It’s amazing how far the geospatial community has come in the quick and largely volunteer effort to respond to large-scale disasters. There are now dedicated sites and corps of crisis mappers that map from afar, and visit the site of the disaster to help relief agencies and governments in their response. Among the activities ongoing or planned are:
- GeoEye imagery from before and after the quake is available on Google Maps and Google Earth
- Digital Globe is offering free access to both pre- and post-earthquake imagery until January 28, 2010 with our ImageConnect plug-in for GIS software.

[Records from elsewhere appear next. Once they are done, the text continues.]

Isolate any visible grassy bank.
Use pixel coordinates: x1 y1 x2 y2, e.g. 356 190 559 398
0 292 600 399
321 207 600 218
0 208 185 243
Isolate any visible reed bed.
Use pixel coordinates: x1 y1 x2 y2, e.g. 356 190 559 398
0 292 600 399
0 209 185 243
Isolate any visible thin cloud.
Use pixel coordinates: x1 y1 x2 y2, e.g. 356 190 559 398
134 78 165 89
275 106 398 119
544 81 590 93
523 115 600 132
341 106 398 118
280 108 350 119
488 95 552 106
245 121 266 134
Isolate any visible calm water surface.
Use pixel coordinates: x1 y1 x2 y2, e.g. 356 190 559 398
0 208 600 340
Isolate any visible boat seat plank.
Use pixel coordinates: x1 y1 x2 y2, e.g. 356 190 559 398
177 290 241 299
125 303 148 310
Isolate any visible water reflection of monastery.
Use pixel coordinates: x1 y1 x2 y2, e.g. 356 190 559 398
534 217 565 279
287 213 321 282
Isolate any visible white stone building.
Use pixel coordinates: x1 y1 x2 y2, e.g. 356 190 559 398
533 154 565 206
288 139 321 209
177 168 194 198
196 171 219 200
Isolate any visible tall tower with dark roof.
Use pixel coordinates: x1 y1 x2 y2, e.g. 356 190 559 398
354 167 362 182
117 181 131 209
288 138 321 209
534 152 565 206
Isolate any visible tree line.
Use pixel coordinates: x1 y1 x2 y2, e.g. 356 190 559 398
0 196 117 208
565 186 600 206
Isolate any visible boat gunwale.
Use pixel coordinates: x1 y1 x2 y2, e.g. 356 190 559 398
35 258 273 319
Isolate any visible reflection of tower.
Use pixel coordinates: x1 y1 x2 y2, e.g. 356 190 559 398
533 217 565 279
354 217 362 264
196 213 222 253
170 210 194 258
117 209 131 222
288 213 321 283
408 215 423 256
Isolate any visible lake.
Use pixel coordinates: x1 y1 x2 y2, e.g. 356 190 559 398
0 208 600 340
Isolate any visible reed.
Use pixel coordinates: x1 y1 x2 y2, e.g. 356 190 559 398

- ESRI has a disaster response and assistant team that’s ready to help with software, data, imagery, project services, and technical support
- Google has opened up their Map Maker data for Haiti to the UN for relief work
- Ushahidi, a site started as an African Open-Source Project, has set up open source mapping at Haiti.Ushahidi.com
- The Relief Map Warper, a service of the New York Public Library, provides a means to rectify maps and images against a real map
- Fortius One’s GeoCommons has a four-layer map of quake reports
- There’s an OpenStreetMap Wiki with links to data, and a call to action to add more details to the map
- The MapAction Emergency Mapping Service has sent a team to Haiti
- The GISCorps is mobilizing
GIS has clearly proven itself as a means to provide some order and assessment in the chaos of major disasters. It’s good to see the rapid response of seasoned professionals that can make a difference.